Direktur Jenderal Penyelenggaraan Pos dan Informatika (PPI) Kominfo Ahmad M Ramli mengatakan, apabila kegiatan dalam media sosial itu juga dikategorikan sebagai penyiaran, maka perorangan, badan usaha, ataupun badan hukum dikatakannya akan dipaksa memiliki izin menjadi lembaga penyiaran.
"Untuk mengklasifikasi layanan OTT sebagaimana bagian dari penyiaran akan menimbulkan permasalahan hukum, mengingat penyiaran telah diatur dengan sangat ketat dan rigid dalam satu regulasi," ujar Ramil secara virtual dalam sidang lanjutan uji materi UU Nomor 32 Tahun 2002 tentang Penyiaran di Gedung Mahkamah Konstitusi, Jakarta, Rabu, 27 Agustus 2020.

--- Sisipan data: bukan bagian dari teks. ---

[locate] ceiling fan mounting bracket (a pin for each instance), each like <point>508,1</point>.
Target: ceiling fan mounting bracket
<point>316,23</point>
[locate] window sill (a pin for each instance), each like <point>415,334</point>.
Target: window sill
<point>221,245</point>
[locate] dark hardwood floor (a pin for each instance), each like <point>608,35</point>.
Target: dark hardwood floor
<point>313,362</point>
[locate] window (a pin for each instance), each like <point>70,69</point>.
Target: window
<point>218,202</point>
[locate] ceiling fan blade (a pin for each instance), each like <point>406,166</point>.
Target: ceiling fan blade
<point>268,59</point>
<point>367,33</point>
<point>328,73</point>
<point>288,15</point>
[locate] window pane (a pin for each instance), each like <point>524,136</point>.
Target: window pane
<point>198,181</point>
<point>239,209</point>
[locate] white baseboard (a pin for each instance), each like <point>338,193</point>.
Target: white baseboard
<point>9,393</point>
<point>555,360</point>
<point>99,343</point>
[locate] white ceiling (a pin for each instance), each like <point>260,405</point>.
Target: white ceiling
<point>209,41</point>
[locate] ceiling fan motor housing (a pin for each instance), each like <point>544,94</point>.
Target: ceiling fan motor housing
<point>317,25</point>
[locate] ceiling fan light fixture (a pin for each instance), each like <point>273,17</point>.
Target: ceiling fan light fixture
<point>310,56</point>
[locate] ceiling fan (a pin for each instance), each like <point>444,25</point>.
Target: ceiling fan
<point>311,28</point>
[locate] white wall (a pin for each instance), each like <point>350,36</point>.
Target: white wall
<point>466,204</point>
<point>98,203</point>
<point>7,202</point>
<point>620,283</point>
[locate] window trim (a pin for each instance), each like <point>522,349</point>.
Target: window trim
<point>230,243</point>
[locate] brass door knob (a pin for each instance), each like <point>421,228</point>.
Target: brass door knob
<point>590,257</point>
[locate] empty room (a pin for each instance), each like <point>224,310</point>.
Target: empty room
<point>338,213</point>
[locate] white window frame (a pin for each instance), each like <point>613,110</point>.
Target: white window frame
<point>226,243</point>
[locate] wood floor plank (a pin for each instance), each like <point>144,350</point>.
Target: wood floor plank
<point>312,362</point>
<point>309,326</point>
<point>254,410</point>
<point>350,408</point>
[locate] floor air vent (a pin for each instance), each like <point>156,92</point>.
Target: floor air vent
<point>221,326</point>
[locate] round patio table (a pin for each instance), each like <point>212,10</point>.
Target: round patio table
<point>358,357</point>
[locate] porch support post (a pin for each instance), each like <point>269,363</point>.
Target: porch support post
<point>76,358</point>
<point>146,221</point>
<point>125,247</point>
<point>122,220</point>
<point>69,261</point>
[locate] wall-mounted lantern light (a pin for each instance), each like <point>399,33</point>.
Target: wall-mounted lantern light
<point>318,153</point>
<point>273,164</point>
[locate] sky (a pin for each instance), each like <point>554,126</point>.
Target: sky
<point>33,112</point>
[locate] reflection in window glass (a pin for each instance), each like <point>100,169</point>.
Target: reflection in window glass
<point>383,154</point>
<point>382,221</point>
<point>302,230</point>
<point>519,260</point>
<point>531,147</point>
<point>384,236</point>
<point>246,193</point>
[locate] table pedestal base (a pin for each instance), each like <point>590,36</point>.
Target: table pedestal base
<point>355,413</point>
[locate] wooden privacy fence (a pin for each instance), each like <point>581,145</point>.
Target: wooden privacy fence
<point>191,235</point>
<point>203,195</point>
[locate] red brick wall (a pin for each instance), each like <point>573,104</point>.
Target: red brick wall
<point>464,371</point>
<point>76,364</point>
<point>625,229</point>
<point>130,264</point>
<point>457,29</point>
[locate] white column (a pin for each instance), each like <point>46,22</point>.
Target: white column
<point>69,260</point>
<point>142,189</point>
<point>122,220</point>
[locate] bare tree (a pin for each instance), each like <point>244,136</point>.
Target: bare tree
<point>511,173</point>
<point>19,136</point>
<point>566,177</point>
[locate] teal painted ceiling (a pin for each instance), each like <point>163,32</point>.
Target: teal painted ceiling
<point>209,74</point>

Dia menuturkan layanan OTT beragam dan luas sehingga pengaturannya kompleks dan saat ini tidak hanya dalam satu aturan.
Peraturan perundang-undangan yang ada sesuai dengan jenis layanan OTT yang disediakan, di antaranya Undang-Undang Telekomunikasi, Undang-Undang ITE, Undang-Undang Pers, Undang-Undang Pornografi, Undang-Undang Perdagangan, Undang-Undang Hak Cipta hingga Kitab Undang-Undang Hukum Pidana.
Ramli menegaskan layanan OTT di Indonesia terus berkembang, apabila diatur terlalu ketat akan menghambat pertumbuhan ekonomi kreatif dan ekonomi digital nasional.
"Mengatur layanan OTT secara ketat juga akan menghadapi tantangan hukum dalam penegakkan-nya karena mayoritas penyedia layanan OTT saat ini berasal dari yurisdiksi di luar Indonesia," tutur Ramli.